Le « flagrant délit » avéré en premier lieu, a vite été remis en question et le Français, reconnu coupable d’homosexualité seulement, n’a, en effet, écopé que de quatre mois de prison avec sursis et 500 dirhams d’amende. L’un des deux garçons, retrouvés chez lui lors de l’intervention de la police, était pourtant un lycéen de 16 ans. Dans le procès verbal de la police, il racontait avoir pris contact avec Soumère sur internet.  Soumère, lui, soutenait que « la victime lui avait rendu visite pour un entretien d’embauche ». L’affaire a vite été enterrée par la justice marocaine pour que Soumère reparte chez lu, les mains libres, en France. 
Philippe Servaty, alias le pornographe d’Agadir, avait lui aussi bénéficié d’un traitement de faveur de la part de la justice. L’ex-journaliste belge, âgé aujourd’hui de 48 ans, venaient fréquemment au Maroc entre 2001 et 2004. A Agadir notamment, il abordait souvent des adolescentes issues de milieux très pauvres et leur promettait une vie meilleure. Il arrivait facilement à les convaincre de se laisser prendre en photo nues, dans des positions choquantes, voire dégradantes, avant de diffuser les images sur le web.
Certaines photos et vidéos se sont même retrouvées en vente chez des vendeurs de Dvds et de cédéroms. L’une des filles filmées est alors reconnue. Déshonorée, elle décide de porter plainte. Elle est les autres filles identifiées par la police sont rapidement arrêtées et placées derrière les barreaux pour « incitation à des relations sexuelles hors mariages ».
Philippe Servaty, lui, n’a été jugé qu’en février dernier, en Belgique. Il a été reconnu coupable, par le tribunal correctionnel de Bruxelles, de « débauche ou prostitution de mineur, traitement dégradant et exposition et distribution d'images pornographiques ». « Il est facile de venir au Maroc avec un statut d’occidental bourgeois et un pouvoir d’achat élevé pour séduire, tromper ou abuser des jeunes filles qui, selon Philippe Servaty lui-même, vivent dans une précarité affective et sociale », regrettait alors Maitre Isa Gultaslar, l’avocat des parties civiles. Finalement la justice belge le fera condamner à 18 mois de prison seulement avec sursis. 

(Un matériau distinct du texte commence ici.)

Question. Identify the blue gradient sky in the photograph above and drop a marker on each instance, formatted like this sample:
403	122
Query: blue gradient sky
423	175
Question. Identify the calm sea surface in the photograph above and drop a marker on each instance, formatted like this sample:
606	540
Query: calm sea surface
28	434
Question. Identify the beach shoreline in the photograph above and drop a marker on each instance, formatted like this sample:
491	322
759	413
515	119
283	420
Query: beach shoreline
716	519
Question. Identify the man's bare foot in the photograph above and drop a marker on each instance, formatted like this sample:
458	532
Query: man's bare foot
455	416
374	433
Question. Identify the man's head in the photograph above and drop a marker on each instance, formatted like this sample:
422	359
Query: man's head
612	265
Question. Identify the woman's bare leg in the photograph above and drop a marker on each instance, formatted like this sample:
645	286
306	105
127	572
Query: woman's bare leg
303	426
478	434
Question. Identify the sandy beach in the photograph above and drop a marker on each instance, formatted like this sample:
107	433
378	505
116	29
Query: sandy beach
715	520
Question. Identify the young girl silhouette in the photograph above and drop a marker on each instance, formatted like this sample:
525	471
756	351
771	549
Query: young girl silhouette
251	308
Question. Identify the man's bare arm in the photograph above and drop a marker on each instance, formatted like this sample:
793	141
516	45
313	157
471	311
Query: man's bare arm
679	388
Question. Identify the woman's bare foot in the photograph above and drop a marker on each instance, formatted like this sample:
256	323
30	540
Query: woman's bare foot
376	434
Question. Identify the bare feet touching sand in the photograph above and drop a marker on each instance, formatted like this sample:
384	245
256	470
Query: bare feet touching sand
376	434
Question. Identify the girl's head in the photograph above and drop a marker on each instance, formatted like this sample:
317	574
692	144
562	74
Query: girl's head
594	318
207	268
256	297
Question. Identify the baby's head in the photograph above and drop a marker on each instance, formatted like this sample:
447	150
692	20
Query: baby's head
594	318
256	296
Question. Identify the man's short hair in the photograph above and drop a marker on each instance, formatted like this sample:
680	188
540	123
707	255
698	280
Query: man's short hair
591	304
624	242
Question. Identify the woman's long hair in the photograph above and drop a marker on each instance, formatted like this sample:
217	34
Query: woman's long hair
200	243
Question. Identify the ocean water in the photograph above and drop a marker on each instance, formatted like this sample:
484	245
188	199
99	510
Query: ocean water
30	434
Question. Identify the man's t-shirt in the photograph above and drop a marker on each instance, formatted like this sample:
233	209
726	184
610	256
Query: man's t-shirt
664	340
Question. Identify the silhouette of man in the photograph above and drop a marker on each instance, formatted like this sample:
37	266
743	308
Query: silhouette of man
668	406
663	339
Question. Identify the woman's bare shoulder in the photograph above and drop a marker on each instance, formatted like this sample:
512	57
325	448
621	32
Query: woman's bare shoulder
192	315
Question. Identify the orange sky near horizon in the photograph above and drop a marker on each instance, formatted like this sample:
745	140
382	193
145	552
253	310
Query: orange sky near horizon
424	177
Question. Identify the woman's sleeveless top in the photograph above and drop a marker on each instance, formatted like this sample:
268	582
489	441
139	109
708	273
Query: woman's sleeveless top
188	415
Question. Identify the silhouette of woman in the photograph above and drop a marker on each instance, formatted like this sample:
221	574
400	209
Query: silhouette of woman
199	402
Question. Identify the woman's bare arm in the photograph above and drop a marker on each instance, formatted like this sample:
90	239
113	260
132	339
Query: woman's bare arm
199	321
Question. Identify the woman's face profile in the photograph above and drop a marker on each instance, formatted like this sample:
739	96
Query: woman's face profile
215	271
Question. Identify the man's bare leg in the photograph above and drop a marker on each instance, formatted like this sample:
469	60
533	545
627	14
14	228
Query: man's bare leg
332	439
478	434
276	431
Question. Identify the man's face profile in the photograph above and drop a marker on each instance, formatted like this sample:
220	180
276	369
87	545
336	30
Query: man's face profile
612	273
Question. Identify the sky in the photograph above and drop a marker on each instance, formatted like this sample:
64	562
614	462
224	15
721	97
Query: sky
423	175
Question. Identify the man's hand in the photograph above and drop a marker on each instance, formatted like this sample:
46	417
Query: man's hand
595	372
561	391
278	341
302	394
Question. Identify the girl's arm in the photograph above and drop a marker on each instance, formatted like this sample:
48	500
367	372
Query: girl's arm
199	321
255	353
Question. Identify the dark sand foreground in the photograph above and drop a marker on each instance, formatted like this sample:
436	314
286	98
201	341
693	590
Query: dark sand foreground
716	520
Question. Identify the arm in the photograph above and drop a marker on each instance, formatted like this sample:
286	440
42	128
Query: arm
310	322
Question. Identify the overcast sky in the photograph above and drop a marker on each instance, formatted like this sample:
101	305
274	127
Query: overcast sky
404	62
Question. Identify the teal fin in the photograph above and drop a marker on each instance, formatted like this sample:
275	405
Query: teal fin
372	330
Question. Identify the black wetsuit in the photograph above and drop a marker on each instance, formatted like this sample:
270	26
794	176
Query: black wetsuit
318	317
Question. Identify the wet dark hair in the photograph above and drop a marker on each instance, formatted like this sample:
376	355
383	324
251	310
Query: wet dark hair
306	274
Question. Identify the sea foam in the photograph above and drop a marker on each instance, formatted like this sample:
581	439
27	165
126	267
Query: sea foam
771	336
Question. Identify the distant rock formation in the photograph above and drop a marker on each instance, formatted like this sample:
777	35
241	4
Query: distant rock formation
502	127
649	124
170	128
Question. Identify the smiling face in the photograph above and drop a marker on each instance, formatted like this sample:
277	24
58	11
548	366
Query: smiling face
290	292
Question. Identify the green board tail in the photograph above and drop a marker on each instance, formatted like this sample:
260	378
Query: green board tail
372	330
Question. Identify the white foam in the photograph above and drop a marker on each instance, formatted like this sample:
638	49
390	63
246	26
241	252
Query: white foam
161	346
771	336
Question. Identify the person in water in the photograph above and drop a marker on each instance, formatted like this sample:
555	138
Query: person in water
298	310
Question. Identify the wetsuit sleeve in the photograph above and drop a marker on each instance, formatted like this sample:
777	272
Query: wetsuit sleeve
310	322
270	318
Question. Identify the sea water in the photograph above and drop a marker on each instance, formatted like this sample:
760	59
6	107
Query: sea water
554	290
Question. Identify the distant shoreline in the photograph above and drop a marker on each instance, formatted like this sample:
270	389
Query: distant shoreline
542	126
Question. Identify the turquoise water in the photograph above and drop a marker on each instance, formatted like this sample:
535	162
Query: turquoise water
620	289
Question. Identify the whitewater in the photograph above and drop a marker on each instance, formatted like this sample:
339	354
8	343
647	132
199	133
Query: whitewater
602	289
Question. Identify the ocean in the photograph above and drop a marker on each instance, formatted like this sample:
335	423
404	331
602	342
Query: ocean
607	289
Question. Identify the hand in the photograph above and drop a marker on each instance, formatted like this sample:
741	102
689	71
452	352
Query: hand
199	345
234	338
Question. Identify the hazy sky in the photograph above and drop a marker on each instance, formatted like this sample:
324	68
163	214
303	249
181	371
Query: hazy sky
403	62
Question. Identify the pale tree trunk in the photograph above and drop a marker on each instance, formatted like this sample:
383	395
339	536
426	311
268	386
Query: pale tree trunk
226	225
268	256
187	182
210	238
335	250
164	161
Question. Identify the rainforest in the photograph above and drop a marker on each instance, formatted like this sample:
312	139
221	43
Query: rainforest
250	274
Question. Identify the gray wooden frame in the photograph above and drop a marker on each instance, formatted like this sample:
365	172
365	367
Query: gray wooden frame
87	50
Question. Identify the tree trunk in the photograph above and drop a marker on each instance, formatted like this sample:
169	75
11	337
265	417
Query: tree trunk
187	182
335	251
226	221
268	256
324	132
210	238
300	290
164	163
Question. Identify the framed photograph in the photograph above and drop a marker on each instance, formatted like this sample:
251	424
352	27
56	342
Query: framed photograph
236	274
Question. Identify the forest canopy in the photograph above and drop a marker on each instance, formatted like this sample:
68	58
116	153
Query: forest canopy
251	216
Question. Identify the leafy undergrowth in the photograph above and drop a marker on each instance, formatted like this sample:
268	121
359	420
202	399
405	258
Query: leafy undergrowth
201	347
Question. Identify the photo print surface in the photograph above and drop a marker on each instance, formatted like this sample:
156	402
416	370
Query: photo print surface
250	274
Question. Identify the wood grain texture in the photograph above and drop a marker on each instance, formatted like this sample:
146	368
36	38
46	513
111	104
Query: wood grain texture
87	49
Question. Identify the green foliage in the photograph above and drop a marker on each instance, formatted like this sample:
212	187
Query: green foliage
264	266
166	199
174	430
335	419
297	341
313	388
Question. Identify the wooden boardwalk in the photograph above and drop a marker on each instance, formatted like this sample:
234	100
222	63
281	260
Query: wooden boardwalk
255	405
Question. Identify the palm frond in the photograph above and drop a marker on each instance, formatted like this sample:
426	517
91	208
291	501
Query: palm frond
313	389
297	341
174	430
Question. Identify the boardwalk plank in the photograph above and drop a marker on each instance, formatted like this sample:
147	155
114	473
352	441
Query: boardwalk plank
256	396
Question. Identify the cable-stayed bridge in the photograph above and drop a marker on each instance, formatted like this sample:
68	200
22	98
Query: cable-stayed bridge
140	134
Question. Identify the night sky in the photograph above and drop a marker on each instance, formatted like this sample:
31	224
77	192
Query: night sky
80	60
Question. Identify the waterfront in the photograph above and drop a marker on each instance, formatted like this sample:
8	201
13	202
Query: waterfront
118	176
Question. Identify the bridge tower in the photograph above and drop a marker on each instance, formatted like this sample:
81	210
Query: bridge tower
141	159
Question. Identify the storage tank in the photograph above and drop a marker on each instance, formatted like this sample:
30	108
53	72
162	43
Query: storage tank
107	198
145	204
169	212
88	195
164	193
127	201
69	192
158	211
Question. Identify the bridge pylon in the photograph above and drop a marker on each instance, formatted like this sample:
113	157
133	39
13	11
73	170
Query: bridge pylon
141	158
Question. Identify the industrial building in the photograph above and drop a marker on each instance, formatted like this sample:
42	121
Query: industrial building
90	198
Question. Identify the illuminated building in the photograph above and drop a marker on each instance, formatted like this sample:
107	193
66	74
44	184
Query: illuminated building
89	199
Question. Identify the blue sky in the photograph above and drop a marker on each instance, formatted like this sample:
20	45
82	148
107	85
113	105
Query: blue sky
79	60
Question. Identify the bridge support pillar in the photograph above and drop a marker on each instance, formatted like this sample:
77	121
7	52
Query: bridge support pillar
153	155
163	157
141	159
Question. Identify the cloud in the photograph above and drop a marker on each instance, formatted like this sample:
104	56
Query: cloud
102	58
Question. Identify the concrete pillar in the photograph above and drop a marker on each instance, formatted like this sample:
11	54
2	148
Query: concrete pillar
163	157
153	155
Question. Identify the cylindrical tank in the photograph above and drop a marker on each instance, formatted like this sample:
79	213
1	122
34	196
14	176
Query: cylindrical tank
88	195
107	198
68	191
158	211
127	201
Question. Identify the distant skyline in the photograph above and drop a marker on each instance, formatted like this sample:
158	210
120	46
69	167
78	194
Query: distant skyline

Une justice lente, des verdicts surprenants par leur clémence, des interventions politiques, des fuites organisées a trop souvent donné l'impression que la pédophilie au Maroc était tolérée ou excusée quand l'auteur était étranger. Si une lueur d'espoir avait été donnée avec le verdict historique dans l'affaire du pédophile de Kenitra, la grâce royale est venue souffler cette fragile flamme de bougie.